Similarly, thirty years ago, one could buy a Jaguar XJ-6 AT for R369,505, worth R1,965,017 today if adjusted for inflation.

Therefore, a BMW 320i was not considered a “luxury” for the purposes of ad valorem in 1994, while a Jaguar was.

Today, only cars considered budget models are below R250,000, with only 14 models under this price currently on the market.

Under the current ad valorem tax, a Kia Picanto (starting at R260,995) is considered a “luxury” vehicle.

If inflation had been considered for the ad valorem tax today, only goods that cost more than R1,329,493.09 would be taxed as luxury goods.

The formula for the ad valorem tax is as follows:

  • % = [(0.00003 * retail value less 20%) – 0.75]

The maximum ad valorem tax that can be applied is 30%. At the moment, any vehicle imported above the price of R250,000 will have at least 5.25% added, which equates to a tax of R13,125.

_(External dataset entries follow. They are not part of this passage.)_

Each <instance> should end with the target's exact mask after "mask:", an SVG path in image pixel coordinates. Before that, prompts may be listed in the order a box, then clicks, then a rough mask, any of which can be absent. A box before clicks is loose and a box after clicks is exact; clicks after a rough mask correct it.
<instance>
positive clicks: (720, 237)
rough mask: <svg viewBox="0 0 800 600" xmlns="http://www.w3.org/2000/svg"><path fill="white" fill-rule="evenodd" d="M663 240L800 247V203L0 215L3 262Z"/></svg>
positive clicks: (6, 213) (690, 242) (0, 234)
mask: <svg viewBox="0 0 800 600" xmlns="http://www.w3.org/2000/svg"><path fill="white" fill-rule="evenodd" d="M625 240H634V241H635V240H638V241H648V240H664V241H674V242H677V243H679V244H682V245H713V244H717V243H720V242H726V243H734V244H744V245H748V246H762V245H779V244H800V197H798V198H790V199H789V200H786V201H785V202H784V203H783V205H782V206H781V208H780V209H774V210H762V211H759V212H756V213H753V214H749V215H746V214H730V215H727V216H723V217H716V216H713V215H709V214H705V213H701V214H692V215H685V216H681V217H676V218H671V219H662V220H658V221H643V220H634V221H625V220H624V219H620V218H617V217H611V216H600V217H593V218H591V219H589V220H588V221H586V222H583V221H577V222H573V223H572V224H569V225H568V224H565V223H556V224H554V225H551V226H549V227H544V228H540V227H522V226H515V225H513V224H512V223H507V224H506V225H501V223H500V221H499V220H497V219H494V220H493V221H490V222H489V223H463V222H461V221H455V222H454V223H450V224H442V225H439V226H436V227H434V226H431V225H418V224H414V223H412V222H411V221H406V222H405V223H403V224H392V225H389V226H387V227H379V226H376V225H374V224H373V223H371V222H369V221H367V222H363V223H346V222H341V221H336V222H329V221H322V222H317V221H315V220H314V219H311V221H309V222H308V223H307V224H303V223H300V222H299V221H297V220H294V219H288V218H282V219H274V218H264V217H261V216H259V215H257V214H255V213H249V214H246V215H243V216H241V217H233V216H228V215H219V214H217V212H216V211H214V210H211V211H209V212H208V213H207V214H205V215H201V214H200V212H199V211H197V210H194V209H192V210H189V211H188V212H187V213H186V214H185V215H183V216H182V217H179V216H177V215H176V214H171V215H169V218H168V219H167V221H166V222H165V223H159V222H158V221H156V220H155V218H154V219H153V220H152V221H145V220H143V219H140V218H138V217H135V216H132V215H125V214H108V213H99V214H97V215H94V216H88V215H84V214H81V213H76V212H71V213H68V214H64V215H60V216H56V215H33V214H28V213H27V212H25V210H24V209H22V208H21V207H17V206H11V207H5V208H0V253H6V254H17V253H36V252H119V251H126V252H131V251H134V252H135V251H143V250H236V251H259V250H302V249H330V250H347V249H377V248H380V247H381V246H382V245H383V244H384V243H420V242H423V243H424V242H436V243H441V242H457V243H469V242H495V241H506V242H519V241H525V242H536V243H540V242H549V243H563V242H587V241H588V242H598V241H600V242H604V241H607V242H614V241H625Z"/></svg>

2024 Kia Picanto 1.0 LX Manual

Cress argued that updating this tax, along with other notable policy and regulation changes, will play a big role in stimulating the uptake of Electric Vehicles (EVs) in South Africa, considering the global shift to greener fuels.

“Adjusting the tax would make electric vehicles (EVs) more affordable to a broader audience, thereby stimulating local demand.

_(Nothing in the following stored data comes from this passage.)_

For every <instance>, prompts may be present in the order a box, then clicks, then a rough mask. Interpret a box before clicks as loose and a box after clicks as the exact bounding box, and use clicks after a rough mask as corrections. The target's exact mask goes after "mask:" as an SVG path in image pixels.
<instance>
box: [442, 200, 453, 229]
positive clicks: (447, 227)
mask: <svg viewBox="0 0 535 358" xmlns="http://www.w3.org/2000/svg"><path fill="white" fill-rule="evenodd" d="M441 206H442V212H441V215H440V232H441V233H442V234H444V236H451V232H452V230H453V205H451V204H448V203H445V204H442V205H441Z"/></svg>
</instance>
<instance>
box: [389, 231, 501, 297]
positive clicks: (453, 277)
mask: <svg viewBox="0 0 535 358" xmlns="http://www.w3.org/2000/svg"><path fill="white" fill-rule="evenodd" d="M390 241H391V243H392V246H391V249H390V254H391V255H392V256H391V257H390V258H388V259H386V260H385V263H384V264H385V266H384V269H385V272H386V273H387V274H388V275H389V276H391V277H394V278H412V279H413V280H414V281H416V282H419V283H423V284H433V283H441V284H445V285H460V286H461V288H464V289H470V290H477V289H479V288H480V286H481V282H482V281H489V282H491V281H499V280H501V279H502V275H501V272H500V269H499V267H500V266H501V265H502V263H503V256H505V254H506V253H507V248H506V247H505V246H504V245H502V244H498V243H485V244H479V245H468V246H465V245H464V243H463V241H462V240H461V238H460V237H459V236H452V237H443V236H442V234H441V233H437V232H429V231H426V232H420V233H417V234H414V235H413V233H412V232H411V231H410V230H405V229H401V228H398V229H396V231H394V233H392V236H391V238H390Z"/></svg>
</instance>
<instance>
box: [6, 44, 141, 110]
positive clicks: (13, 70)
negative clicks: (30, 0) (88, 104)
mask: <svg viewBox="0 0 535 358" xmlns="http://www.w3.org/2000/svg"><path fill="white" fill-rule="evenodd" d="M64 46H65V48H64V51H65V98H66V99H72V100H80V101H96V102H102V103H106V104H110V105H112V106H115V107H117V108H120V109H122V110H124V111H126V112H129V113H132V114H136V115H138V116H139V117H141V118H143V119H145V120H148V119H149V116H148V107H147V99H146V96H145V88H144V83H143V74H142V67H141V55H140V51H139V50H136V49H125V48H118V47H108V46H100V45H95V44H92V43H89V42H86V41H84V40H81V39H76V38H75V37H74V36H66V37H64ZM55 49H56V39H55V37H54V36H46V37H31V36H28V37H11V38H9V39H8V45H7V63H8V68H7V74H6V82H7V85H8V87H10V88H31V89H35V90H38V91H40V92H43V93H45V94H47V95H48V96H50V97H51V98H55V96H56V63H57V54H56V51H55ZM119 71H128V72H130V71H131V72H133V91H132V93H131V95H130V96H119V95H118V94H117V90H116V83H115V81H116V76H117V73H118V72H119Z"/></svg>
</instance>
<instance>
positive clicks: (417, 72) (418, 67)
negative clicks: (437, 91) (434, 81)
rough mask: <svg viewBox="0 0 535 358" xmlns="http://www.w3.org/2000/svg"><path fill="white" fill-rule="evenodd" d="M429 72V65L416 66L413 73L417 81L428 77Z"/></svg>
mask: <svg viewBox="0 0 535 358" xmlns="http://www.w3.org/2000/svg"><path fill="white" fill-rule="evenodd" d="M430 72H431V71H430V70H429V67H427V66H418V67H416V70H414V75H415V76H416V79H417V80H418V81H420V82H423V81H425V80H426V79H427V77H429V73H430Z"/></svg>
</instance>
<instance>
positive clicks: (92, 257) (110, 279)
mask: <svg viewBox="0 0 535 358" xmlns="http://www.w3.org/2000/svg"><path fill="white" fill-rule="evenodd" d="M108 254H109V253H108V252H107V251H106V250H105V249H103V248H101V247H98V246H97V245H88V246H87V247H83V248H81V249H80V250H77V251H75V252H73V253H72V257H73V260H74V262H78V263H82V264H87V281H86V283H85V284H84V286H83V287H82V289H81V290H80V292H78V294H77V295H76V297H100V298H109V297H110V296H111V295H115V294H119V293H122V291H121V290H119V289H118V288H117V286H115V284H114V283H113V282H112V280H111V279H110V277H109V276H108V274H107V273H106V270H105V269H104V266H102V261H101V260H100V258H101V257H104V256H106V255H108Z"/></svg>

“Moreover, a temporary removal of import duties on EVs could further boost consumption and prompt manufacturers to consider local production setups,” he said.

A recent BuinessTech poll asked 1,615 readers whether they would consider purchasing an electric vehicle.

672 (48%) said they would take the leap when prices come down.

Currently, most EVs are priced over R500,000, which limits their market penetration.

Cress stressed that targeting a price point of approximately R400,000 or lower is essential to foster local demand and lay the foundation for a thriving EV industry.

Achieving a target of more than 5% of new car sales being electric vehicles by 2026—equating to around 30,000 units annually—would mark a significant milestone.

He said, “This achievement would catalyze the development of necessary infrastructure, including the widespread deployment of EV charging stations that utilise renewable energy.”